Oleh: Muhammad Abduh Negara
Para ulama mengatakan akad salam (jual beli pesanan) itu hukumnya boleh ‘ala khilafil qiyas. Maksudnya, seandainya hukumnya ditetapkan melalui qiyas, seharusnya ia diharamkan, karena termasuk dalam jual beli sesuatu yang belum dimiliki, yang masuk dalam larangan Hadits Nabi shallallahu ‘alaihi wa sallam:
لَا تَبِعْ مَا لَيْسَ عِنْدَكَ
Artinya: “Jangan menjual sesuatu yang bukan milikmu.” (HR. Ahmad dan Ashabus Sunan)
Namun akad ini dibolehkan oleh Nabi, karena hajat kaum muslimin terhadap akad ini, dan unsur gharar dan jahalahnya bisa diantisipasi dengan disebutkannya sifat spesifik dari barang yang dipesan, dan tidak ada kezaliman yang lahir dari akad ini.
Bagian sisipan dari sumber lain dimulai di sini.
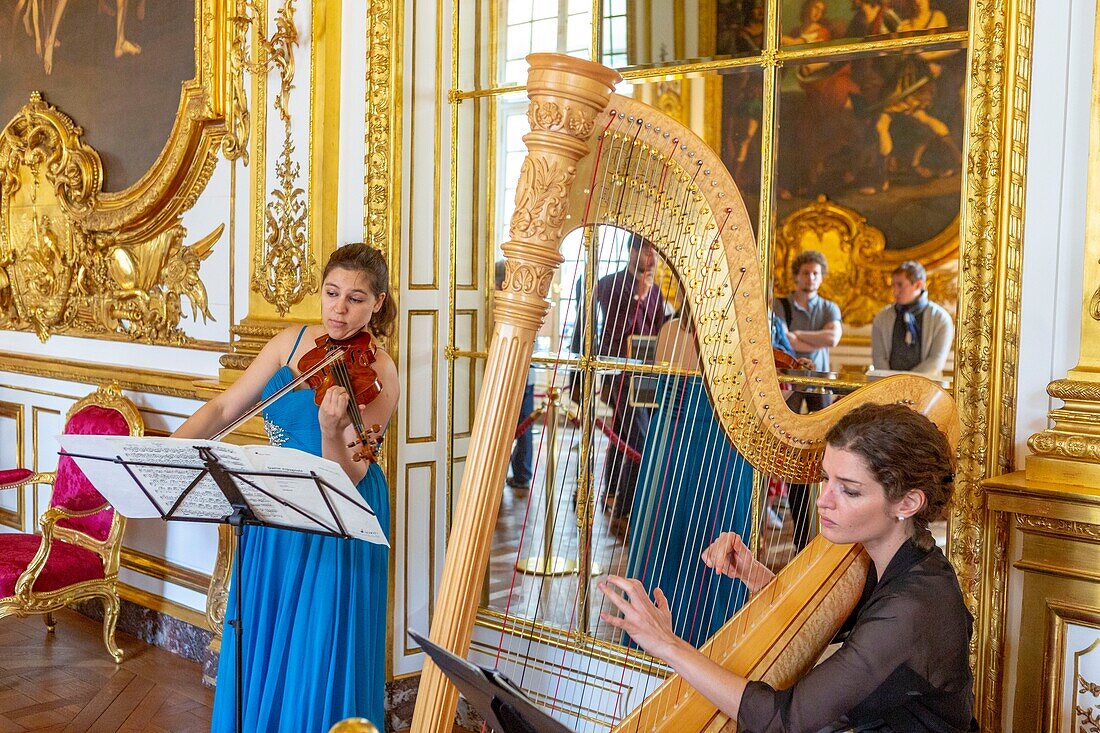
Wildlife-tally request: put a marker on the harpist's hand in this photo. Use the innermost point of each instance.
(729, 556)
(648, 624)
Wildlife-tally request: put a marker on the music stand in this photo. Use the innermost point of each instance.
(206, 481)
(504, 706)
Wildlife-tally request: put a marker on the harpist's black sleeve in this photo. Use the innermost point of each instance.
(903, 666)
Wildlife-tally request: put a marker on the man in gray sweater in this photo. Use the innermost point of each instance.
(914, 334)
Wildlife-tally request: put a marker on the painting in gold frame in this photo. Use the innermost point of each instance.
(118, 67)
(86, 261)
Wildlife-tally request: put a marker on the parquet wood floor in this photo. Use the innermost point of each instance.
(66, 682)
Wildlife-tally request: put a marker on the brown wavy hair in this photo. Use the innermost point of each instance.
(904, 451)
(365, 259)
(807, 256)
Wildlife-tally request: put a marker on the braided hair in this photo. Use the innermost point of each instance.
(372, 262)
(904, 451)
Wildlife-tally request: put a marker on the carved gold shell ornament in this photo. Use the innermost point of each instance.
(58, 274)
(860, 264)
(77, 260)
Karena itu, akad ini -secara garis besar- disepakati kebolehannya oleh seluruh ulama.
Saat ini, argumentasi “akad salam itu haram berdasarkan qiyas terhadap Hadits…” tentu tidak relevan dan tidak bisa diterima, karena menabrak Hadits Nabi dan ijma’ ‘ulama yang membolehkannya. Namun untuk melatih penalaran fiqih, ungkapan “akad salam seharusnya diharamkan berdasarkan qiyas…” tetap perlu dilihat. Kita di sini tidak sedang mempermasalahkan “hukum syar’i final”-nya yang sudah jelas, tapi sedang melatih bagaimana sebuah produk hukum fiqih itu lahir.
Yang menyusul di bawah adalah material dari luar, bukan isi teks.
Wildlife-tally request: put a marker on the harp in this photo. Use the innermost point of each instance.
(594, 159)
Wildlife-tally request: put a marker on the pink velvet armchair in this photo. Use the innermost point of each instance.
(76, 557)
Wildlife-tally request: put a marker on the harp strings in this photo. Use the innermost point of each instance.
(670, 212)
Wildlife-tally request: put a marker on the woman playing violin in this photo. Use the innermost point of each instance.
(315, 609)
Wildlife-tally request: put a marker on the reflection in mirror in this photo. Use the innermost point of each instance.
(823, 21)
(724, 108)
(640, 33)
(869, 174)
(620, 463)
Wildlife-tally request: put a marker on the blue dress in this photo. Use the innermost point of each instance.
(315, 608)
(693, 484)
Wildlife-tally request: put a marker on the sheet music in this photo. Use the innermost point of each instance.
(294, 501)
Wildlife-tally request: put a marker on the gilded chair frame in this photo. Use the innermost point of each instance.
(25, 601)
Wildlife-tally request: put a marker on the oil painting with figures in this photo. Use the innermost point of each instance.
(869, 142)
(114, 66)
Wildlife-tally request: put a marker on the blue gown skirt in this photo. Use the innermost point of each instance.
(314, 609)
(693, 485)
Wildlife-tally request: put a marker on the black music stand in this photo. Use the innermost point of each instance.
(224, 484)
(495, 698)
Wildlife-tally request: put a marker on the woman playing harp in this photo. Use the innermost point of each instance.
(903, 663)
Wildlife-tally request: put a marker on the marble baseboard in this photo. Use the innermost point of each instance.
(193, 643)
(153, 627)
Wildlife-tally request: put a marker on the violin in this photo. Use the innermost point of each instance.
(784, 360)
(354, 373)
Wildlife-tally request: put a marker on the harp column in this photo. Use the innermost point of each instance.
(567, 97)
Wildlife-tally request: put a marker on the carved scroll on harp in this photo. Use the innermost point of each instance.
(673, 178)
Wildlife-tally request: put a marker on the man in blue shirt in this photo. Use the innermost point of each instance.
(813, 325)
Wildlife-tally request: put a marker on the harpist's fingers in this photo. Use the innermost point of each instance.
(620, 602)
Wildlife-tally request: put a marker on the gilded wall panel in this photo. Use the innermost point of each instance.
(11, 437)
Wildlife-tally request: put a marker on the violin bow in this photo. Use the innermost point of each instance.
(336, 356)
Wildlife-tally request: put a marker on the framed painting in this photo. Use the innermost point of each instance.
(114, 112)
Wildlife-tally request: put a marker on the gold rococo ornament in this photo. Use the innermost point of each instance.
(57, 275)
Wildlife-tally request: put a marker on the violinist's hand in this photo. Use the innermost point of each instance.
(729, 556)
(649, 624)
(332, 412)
Dari penalaran fiqih ini, kemudian ulama menetapkan kaidah “hajat kadang bisa membolehkan satu perkara yang menyelisihi qiyas”. Dari hal ini dan semisalnya, ulama kemudian menetapkan diperhatikannya pertimbangan maslahat dan mafsadat dalam penetapan hukum, bahkan sampai menyatakan pada kondisi tertentu suatu perkara yang terlarang menjadi boleh dilakukan jika ada maslahat besar yang ingin dicapai atau ada mafsadat besar yang ingin dihindari.
Tentu pertimbangan maslahat dan mafsadat ini dengan dhawabith tertentu, tidak serampangan, dan perlu pertimbangan matang oleh seorang ulama yang memiliki nalar fiqih yang kuat. Inilah yang membedakan akal pikiran seorang ulama yang kokoh ilmunya, dengan orang awam.